Mais uma reunião de presidentes, mais uma sessão de lavagem cerebral sobre as
supostas vantagens dos direitos televisivos.
A novidade é que passamos de um valor de 300 milhões de euros para um
intervalo entre os 250 milhões e os 500 milhões.
Ora, só mesmo no mundo do faz de conta de Pedro Proença é que estes números
fazem sentido.
O básico do valor global dos direitos televisivos só depende de 2
factores:
a)
Número de países que adquiram os direitos e/ou alcance da plataforma que
compre os mesmos direitos (e quanto estão dispostos a pagar)
b) Audiências estimadas
O resto são tudo tretas para encher páginas de propaganda.
Além disto, há que pensar que hoje a concorrência não se limita aos restantes
campeonatos europeus.
Por exemplo, a Arábia Saudita pelos jogadores que tem lá no campeonato,
aumentou em muito a distribuição mundial dos seus jogos, mesmo sendo de fraca
qualidade.
A MLS deixou de apenas interessar aos americanos e já vende para outros
países.
O mercado asiático está inundado de opções e acima de tudo procura ver
os jogos onde estão craques conhecidos.
Em Portugal, todos sabemos que o SL Benfica vale mais de metade do
valor atual de mercado dos direitos televisivos globais. É também o único
clube que tem nomes conhecidos além fronteiras, os chamados craques, com Di
Maria à cabeça.
Temos o Sporting CP que a nível nacional continua a ser de longe o
segundo clube que mais audiências origina, seguido do FC Porto e
SC Braga.
A atratividade do nosso campeonato lá fora limita-se aos nossos imigrantes, e
mesmo onde estão nem sempre isso é líquido como se viu esta temporada em
França.
A qualidade no nosso futebol jogado é miserável. A falta de qualidade das
arbitragens é chocante.
Então em que se baseia Pedro Proença para atirar agora um valor de 500
milhões? Em propaganda.
A teoria da cenoura, tão eficaz em alguma mentalidade portuguesa.
Daí que o antigo árbitro preferido do FC Porto fala sempre em antecipar a
entrada em vigor deste suposto novo regime com esta "cenoura".

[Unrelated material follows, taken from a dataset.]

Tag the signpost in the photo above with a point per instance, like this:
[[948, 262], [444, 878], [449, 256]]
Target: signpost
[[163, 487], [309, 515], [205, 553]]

Mas porque antecipar? O único propósito: salvar o FC Porto da ruína
financeira.
Como se viu nas contas divulgadas há dias, o FC Porto está em falência,
sem novas receitas, e sem margem de crescimento em nada.
Só um novo acordo de direitos televisivos permitirá ao FCP se refinanciar,
com essa garantia financeira.
Nem SL Benfica, nem Sporting CP e até nem o SC Braga precisam de um novo
acordo antecipado.
Aliás, o SL Benfica
NÃO PRECISA DE CENTRALIZAÇÃO DE DIREITOS TELEVISIVOS.
Pedro Proença, que continua a afirmar que não vai para a Associação de
Ligas Europeias por ter um compromisso com o futebol português, esconde a
verdade do que pretende:
1) Salvar financeiramente o FC Porto, por quem já tanto fez como
árbitro
2) Presidir à Federação Portuguesa de Futebol nos próximos 12 anos
3) Controlar a Arbitragem sob a capa de um organismo autónomo
Qual Flautista de Hamelin, com a sua propaganda dos 500 milhões,
Pedro Proença procura
guiar os ratos do futebol português para a sua ruína.
Ficarão presos muitos anos a um acordo que não os beneficiará, que não terá os
valores anunciados, e que beneficiará apenas um único clube: o
FC Porto.
E como o Flautista do conto, Pedro Proença voltará mais uma vez com a
sua flauta para "reformar" o futebol português, levando dessa vez "as
crianças" ou seja acabará com a verdade desportiva e a alegria da
imprevisibilidade do jogo.
Por tudo isto, repito que o SL Benfica
NÃO PODE ASSINAR QUALQUER ACORDO DE CENTRALIZAÇÃO DE DIREITOS TELEVISIVOS
QUE NÃO DEFENDA OS SEUS INTERESSES E OS DO FUTEBOL PORTUGUÊS POR INTEIRO.
Mais ainda:
O SL BENFICA NÃO PODE APOIAR PEDRO PROENÇA PARA PRESIDENTE DA FEDERAÇÃO
PORTUGUESA DE FUTEBOL.
O SL Benfica
DEVE PROMOVER OU APOIAR UM CANDIDATO ALTERNATIVO A ESTE PODER ENTRANHADO DO
FC PORTO.
Há tempo ainda.
Espero que no SL Benfica haja vontade.